When we moved our lives and businesses online, we virtualized our activities and platformed our behaviors. One by one, segment by segment.

Each item we warehoused to sell, each social connection we wanted to broaden was in effect a mirroring of life as we knew it on the street.

This was a focused process of virtualizing interactions, socialization, supply chains, commerce and payments. It opened up an entire ecosystem of jobs built on creating and maintaining this meta reality.

The opposite is happening today.

This is not the second coming of the internet as many analogize, nor is it a mirroring of our world. It is a rewriting of it.

We are not as much adding efficiencies as rethinking the route. Not simply streamlining process as reconceptualizing both the why and how of what we do.

It is always the case that things we do become obsolete and vestigial over time.

But this is different.

It’s not about the uberizarion of transportation or work. Or unlocking the possibilities of restating the travel industry through the excess capacity of rooms in people’s homes.

It’s about innovation from the top down at the outset, starting with a game changing vision, rather than a bottoms up iteration of building a myriad of tiny businesses that aggregate towards larger change over time.

In some ways, this is what we all learned from Elon Musk. Where his vision of a changed electric grid preceded the model of how to finance it or even the technology that is needed to make it possible.

If everything is possible–which it is–we are in some ways vetting our vision with the belief that the rest, including the market and the business model will fall into place.

This is happening in a number of areas, starting to connect under a larger umbrella of innovation for change.

Urban transportation visionaries in autonomous transport are dreaming into existence a rewiring of the global urban grid.
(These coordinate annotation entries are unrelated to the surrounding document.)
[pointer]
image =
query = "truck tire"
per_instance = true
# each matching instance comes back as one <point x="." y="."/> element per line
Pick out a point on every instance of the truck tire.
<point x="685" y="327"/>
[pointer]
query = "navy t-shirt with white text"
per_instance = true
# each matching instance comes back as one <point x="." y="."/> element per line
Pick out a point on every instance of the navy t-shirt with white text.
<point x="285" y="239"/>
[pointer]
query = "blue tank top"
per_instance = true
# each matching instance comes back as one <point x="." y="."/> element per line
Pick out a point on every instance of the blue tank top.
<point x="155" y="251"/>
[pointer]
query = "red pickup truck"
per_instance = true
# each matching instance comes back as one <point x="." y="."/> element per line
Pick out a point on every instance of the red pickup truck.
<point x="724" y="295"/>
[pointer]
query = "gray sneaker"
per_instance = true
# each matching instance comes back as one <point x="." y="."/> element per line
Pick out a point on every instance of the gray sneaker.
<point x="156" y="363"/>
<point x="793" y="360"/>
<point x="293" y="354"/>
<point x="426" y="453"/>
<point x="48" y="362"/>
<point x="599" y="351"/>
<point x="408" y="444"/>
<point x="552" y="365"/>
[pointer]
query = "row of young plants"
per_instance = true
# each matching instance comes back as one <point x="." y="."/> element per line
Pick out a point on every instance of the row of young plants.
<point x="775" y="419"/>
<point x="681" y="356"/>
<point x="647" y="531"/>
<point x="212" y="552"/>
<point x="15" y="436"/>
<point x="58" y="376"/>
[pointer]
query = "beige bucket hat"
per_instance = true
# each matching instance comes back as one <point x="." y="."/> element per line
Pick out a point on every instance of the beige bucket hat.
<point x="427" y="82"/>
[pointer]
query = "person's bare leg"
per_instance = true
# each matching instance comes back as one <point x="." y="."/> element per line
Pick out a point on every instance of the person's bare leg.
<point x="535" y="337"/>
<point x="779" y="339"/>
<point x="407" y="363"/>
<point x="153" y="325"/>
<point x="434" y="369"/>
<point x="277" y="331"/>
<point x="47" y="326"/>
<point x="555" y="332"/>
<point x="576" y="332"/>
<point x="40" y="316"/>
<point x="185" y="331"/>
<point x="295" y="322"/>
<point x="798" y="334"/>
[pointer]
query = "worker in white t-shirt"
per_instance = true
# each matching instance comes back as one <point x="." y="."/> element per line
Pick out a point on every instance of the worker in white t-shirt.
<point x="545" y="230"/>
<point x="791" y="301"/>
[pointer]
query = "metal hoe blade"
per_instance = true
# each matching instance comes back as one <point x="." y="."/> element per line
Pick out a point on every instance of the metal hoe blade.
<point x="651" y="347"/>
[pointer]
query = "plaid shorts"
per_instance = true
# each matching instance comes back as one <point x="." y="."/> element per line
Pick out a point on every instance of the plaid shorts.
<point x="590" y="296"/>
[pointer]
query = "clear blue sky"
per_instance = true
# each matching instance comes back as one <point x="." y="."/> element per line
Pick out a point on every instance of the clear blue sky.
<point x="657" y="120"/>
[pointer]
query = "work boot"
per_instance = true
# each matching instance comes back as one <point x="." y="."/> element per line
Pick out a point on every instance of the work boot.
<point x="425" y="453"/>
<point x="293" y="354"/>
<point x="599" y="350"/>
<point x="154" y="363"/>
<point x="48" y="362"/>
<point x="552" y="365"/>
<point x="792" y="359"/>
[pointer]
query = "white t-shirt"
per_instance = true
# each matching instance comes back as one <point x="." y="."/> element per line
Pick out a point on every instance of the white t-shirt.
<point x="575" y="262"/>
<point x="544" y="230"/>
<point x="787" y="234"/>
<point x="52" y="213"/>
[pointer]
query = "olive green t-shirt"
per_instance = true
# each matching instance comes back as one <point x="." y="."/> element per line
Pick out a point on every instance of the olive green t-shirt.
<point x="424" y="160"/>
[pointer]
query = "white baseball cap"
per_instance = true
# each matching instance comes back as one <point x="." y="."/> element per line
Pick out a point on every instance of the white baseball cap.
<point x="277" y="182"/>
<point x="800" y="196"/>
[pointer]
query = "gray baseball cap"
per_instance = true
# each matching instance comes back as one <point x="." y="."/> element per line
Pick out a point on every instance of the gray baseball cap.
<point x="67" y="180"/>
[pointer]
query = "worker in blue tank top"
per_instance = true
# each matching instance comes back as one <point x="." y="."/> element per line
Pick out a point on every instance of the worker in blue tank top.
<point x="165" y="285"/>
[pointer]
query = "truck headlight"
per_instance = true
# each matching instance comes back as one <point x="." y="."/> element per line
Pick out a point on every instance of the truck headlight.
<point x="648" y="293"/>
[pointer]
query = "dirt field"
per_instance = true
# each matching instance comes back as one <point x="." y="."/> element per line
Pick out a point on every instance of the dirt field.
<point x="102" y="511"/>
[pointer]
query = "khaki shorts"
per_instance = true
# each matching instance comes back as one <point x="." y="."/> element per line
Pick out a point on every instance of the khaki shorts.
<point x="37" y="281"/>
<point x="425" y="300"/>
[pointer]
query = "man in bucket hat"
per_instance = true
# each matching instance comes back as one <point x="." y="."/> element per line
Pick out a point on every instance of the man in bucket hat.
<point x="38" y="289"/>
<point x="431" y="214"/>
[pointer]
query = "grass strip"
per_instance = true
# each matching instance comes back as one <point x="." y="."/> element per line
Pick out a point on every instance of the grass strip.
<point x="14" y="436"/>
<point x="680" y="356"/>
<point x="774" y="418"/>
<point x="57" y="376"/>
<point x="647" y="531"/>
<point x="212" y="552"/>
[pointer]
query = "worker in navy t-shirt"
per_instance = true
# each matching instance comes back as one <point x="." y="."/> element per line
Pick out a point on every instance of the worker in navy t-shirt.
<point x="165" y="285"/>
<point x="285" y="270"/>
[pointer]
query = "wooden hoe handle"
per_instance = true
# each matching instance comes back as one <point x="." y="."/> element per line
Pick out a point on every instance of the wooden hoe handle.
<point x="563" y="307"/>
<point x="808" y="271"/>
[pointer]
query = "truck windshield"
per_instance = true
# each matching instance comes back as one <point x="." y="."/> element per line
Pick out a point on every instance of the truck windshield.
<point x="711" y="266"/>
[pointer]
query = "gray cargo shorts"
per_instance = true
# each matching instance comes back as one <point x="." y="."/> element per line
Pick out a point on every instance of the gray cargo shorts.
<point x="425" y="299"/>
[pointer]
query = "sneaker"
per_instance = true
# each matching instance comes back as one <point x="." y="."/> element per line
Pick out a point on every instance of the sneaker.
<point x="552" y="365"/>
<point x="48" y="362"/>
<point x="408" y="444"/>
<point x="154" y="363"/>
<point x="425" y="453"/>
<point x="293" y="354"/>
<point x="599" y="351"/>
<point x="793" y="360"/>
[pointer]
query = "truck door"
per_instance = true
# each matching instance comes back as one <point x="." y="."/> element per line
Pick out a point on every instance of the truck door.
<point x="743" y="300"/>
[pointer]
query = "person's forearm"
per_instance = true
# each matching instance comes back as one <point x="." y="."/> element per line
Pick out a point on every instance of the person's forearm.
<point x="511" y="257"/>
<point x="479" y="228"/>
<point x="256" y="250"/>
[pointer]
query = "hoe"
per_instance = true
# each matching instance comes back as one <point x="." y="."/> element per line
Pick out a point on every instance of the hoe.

Changing the reality of what smart cities like NY could look like when the idea of transportation is not about a commute but simply part of our work day, creating a new block of personal time to be used as yet unforeseen ways.

Agricultural entrepreneurs are starting to prototype vertical farms with the overarching belief that organic food can be affordable to everyone. That there is a vertical footprint of farming that can support, in the city itself, the food needs of that population. Completely turning on its head the hub and spoke distribution model of today.

Scientists, technologists and marketers are joining together to take advances in Nutrigenomics and recreate an entirely new supplement industry.  One that is personalized, allowing each of us to light up our genetic maps through what we eat, instantiating longer and more productive lives and by default, changing the age diversity and definition of the work force itself. (See post on this here.)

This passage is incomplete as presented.